The note about not using W3C Verifiable Credentials Data Model seemed a bit
out of place.  Is it normal to reference unused, related standards?
Searched the mailing list and didn't see a reason for this. Maybe better to
put it into section 12?

   Section 1.4

The definition of Consumer had a weird singular/plural disconnect
"Consumer" vs "Applications". Suggest:

  Consumer:  An Application using the Type Metadata specified in
      Section 6 is called a Consumer

   Section 3.4

The check in point 2.3 of Section 7.1 ...
->
The check in point 2.a of Section 7.1 ...

I don't see a section 2.3 in the referenced doc.

Sections 4.1 and 3.2 seem to be duplicative. Can we remove one?

   Section 5.1

Is there a reason to not follow the OIDC pattern of having the tenant or
any other path before the .well-known/jwt-vc-issuer string?

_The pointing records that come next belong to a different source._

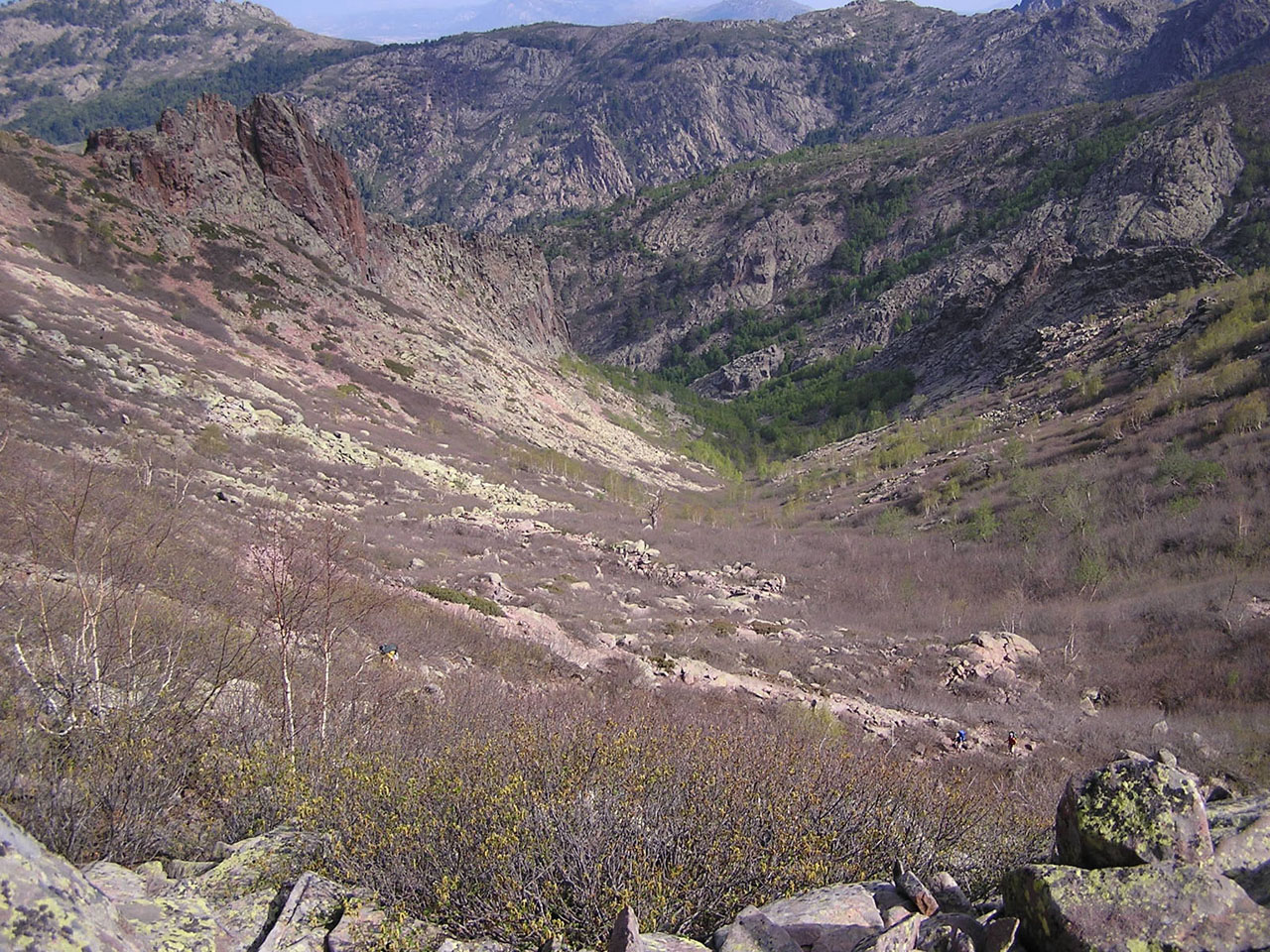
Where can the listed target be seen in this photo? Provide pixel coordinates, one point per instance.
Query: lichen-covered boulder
(366, 925)
(666, 942)
(1242, 851)
(250, 885)
(1132, 811)
(1160, 907)
(48, 905)
(313, 907)
(163, 923)
(901, 937)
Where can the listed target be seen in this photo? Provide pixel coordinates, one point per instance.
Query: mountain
(310, 513)
(748, 10)
(495, 130)
(490, 130)
(951, 254)
(68, 67)
(411, 24)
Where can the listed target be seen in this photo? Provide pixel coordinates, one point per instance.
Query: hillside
(488, 130)
(952, 255)
(420, 543)
(70, 67)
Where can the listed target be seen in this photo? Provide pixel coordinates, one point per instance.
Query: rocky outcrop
(214, 158)
(261, 896)
(742, 375)
(1133, 811)
(304, 172)
(48, 905)
(485, 130)
(1137, 869)
(989, 654)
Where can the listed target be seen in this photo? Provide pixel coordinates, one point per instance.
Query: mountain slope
(67, 67)
(488, 130)
(949, 253)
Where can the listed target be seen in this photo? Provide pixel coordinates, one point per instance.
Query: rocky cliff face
(214, 159)
(264, 169)
(949, 253)
(486, 130)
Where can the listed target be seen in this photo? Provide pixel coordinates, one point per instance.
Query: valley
(748, 476)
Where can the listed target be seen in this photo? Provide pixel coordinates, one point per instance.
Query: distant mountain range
(414, 23)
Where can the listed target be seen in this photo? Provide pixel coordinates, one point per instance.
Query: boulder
(1166, 905)
(915, 889)
(948, 893)
(48, 905)
(1133, 811)
(754, 932)
(1243, 856)
(829, 919)
(624, 937)
(314, 905)
(665, 942)
(164, 921)
(365, 925)
(248, 888)
(902, 937)
(987, 653)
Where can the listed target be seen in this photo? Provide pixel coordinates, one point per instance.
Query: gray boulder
(829, 919)
(624, 937)
(163, 921)
(314, 905)
(665, 942)
(754, 932)
(901, 937)
(1245, 857)
(1133, 811)
(1167, 906)
(48, 905)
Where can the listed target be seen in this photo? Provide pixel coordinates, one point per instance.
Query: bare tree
(340, 603)
(310, 598)
(286, 601)
(654, 504)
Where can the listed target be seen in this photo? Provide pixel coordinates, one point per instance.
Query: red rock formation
(216, 158)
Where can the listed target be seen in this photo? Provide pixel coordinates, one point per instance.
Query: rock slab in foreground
(1162, 907)
(48, 905)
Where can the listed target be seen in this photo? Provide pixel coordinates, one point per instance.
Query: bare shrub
(550, 819)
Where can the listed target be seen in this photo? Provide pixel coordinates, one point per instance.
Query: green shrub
(402, 370)
(1246, 414)
(445, 594)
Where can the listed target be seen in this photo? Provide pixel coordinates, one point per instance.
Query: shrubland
(168, 687)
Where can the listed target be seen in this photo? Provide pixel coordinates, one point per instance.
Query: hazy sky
(317, 14)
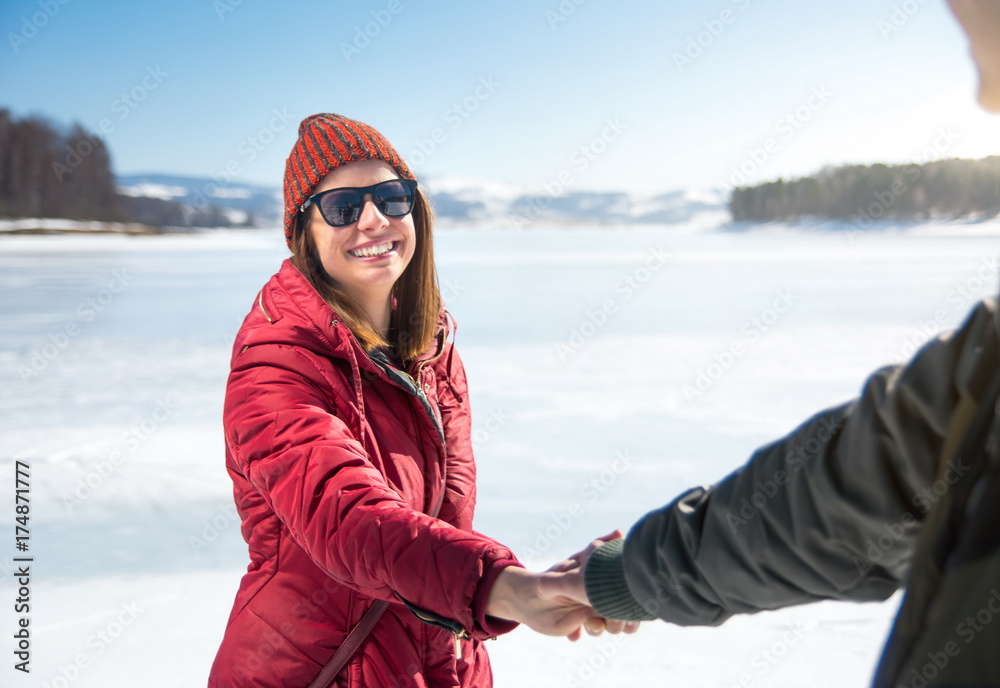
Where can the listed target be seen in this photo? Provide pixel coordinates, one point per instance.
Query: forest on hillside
(51, 172)
(864, 194)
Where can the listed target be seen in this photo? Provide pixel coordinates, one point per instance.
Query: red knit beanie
(327, 141)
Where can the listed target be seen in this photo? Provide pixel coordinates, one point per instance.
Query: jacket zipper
(453, 626)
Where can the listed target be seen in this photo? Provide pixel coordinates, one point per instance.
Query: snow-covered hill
(466, 201)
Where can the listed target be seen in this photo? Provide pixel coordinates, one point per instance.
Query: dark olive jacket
(898, 488)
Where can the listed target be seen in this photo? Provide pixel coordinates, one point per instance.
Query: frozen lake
(609, 370)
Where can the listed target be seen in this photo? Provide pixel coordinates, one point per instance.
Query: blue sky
(565, 95)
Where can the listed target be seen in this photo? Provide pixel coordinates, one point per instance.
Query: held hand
(515, 597)
(565, 580)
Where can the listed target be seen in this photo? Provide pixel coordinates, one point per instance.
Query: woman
(348, 441)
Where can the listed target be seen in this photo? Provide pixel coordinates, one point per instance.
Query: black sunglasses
(340, 207)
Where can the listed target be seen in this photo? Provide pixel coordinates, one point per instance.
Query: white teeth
(373, 250)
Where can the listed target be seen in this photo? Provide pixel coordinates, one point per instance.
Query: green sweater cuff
(607, 589)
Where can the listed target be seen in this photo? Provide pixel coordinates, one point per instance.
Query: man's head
(981, 21)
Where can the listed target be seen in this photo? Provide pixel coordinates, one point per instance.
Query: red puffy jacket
(335, 466)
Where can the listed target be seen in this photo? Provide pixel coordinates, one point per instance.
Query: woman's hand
(515, 597)
(554, 602)
(565, 580)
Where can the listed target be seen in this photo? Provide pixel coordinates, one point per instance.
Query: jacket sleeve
(316, 477)
(831, 511)
(459, 502)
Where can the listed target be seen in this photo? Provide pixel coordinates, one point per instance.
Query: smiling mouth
(373, 251)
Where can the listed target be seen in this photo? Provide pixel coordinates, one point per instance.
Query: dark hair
(414, 319)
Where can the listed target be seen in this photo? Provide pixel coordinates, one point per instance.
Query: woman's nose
(371, 218)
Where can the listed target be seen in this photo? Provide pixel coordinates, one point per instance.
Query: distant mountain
(454, 199)
(238, 202)
(470, 200)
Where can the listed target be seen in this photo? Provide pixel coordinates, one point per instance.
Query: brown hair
(418, 301)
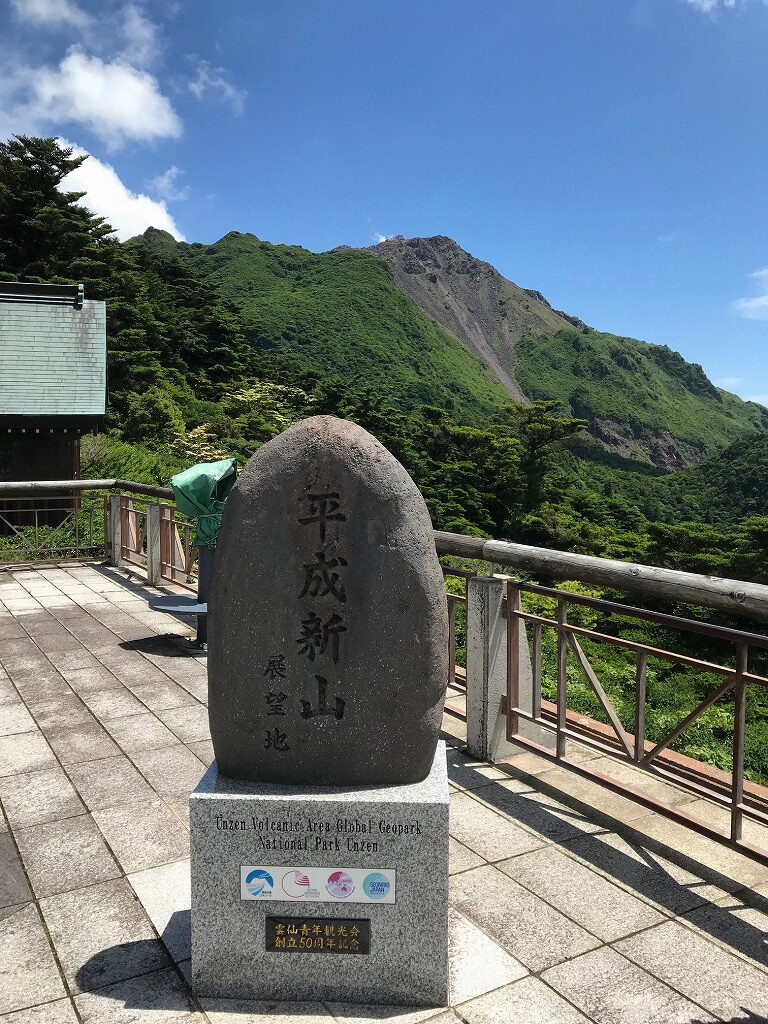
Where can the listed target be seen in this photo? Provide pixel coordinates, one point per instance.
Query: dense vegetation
(646, 399)
(214, 349)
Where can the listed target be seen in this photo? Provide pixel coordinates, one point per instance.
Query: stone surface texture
(97, 934)
(408, 962)
(325, 532)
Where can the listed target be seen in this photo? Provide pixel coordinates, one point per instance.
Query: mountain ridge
(676, 417)
(422, 322)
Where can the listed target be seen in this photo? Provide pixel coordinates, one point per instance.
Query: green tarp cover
(201, 492)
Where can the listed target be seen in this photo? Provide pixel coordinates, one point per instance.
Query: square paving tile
(64, 855)
(30, 974)
(734, 869)
(347, 1013)
(610, 989)
(13, 886)
(110, 782)
(25, 753)
(526, 1001)
(143, 835)
(468, 773)
(114, 702)
(170, 770)
(476, 964)
(667, 884)
(15, 718)
(42, 687)
(491, 836)
(531, 931)
(739, 922)
(59, 710)
(165, 895)
(722, 983)
(92, 679)
(461, 858)
(139, 732)
(583, 895)
(41, 796)
(161, 695)
(101, 935)
(545, 815)
(60, 1012)
(160, 997)
(189, 723)
(203, 750)
(76, 743)
(249, 1012)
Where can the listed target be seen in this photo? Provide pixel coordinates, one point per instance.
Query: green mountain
(641, 401)
(334, 313)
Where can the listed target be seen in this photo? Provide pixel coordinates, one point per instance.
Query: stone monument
(320, 833)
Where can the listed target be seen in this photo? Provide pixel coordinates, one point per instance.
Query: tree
(44, 233)
(538, 430)
(154, 418)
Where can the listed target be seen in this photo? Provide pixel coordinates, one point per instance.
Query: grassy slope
(724, 488)
(644, 389)
(341, 313)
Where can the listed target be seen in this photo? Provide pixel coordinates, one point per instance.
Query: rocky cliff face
(471, 299)
(642, 401)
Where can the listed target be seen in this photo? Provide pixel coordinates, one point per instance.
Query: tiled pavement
(568, 903)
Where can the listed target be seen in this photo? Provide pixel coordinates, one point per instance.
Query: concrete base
(375, 859)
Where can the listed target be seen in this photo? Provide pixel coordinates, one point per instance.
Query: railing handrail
(29, 487)
(733, 596)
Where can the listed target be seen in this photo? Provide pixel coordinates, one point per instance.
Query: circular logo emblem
(257, 881)
(295, 885)
(340, 885)
(376, 886)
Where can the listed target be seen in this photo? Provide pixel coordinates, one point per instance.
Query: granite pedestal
(290, 886)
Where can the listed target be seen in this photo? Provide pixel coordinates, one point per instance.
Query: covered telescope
(201, 492)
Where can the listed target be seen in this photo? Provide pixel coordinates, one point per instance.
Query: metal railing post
(153, 544)
(116, 528)
(486, 673)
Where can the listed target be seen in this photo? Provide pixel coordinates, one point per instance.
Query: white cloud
(114, 99)
(165, 185)
(210, 79)
(755, 307)
(710, 6)
(51, 12)
(128, 212)
(140, 35)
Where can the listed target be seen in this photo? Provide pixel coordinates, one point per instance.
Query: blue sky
(612, 154)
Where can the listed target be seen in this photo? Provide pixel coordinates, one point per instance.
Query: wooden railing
(151, 535)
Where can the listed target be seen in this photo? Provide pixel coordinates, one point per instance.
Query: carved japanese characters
(328, 637)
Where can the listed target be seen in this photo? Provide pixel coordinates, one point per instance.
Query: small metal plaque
(317, 935)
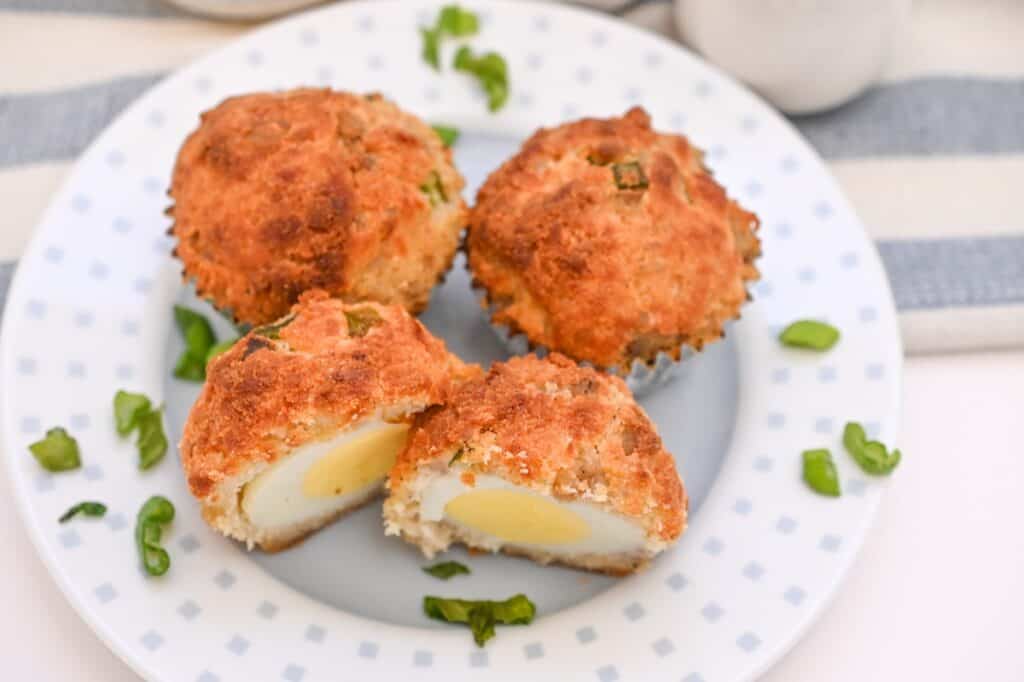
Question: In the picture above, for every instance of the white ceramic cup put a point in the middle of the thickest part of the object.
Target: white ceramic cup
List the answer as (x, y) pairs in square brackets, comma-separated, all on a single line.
[(804, 55)]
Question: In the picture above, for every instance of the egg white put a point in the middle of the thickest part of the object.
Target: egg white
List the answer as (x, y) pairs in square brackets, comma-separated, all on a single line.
[(275, 500)]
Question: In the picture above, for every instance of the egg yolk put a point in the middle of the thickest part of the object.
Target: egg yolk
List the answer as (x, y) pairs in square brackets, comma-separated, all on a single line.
[(517, 517), (355, 464)]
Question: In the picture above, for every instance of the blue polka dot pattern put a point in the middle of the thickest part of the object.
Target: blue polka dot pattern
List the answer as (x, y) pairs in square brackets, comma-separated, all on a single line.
[(238, 645), (152, 640), (188, 609), (105, 593), (712, 611)]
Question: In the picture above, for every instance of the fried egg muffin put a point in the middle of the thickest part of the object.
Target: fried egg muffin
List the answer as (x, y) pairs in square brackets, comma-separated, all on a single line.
[(301, 420), (279, 193), (544, 459), (610, 243)]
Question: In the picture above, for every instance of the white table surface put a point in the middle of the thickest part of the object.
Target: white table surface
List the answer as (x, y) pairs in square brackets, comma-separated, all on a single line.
[(937, 593)]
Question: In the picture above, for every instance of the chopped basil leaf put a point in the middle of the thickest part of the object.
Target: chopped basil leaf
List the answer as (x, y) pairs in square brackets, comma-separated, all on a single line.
[(819, 472), (457, 22), (629, 175), (152, 441), (480, 615), (431, 47), (219, 348), (155, 513), (870, 456), (809, 334), (434, 189), (445, 569), (481, 624), (448, 134), (128, 408), (453, 20), (57, 451), (360, 321), (489, 70), (133, 411), (87, 508), (199, 339)]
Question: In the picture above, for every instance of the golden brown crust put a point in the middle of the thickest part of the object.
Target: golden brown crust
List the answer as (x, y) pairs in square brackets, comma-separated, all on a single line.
[(279, 193), (561, 429), (603, 273), (266, 396)]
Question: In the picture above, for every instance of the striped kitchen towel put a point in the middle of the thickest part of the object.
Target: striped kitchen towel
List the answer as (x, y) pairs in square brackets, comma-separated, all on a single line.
[(932, 158)]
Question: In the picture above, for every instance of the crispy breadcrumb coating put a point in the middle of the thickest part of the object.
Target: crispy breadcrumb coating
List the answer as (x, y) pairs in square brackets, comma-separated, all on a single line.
[(608, 242), (322, 370), (279, 193), (560, 429)]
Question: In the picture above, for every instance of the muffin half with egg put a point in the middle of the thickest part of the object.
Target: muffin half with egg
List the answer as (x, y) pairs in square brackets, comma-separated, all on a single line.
[(301, 420), (278, 193), (611, 243), (544, 459)]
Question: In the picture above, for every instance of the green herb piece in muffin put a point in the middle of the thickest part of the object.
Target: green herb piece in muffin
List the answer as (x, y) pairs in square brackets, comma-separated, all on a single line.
[(199, 338), (448, 134)]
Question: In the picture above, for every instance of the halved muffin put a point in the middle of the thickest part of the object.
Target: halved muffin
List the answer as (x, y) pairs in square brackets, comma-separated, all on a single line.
[(279, 193), (301, 420), (611, 243), (540, 458)]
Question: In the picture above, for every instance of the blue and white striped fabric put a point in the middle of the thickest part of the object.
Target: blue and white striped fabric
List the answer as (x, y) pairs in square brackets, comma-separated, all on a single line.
[(932, 158)]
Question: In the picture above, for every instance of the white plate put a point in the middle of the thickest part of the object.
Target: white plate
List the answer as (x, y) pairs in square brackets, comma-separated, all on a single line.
[(89, 312)]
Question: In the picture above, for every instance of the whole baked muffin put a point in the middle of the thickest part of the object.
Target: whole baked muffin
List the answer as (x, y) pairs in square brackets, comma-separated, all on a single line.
[(540, 458), (610, 243), (279, 193), (300, 420)]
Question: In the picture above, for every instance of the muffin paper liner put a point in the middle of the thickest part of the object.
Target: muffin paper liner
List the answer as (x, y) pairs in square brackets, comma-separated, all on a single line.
[(642, 378)]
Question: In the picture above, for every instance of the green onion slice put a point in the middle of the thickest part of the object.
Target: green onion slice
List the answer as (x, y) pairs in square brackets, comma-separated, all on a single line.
[(809, 334), (458, 22), (491, 72), (128, 408), (819, 472), (446, 569), (872, 457), (480, 615), (152, 440), (157, 512), (87, 508), (57, 451)]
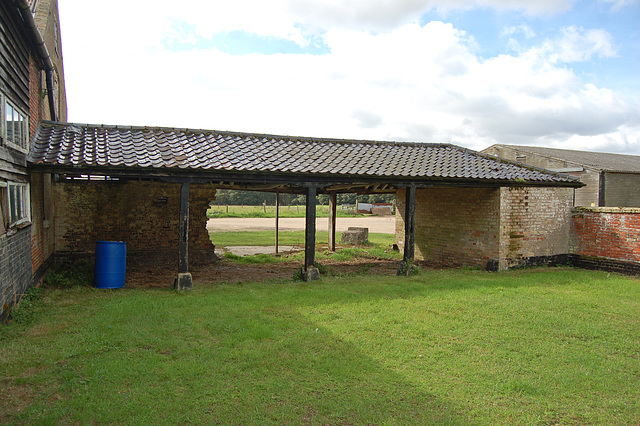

https://openid.net/specs/openid-connect-discovery-1_0.html#ProviderConfigurationRequest

I didn't see anything in the mailing list when I looked for why that
decision was made.

   Section 5.2

Missing the word 'status':

the 200 OK HTTP and
->
the 200 OK HTTP status and

Make it more clear about what the correct status code for errors are:

   An error response uses the applicable HTTP status code value.
->
   An error response MUST use the applicable HTTP status code value.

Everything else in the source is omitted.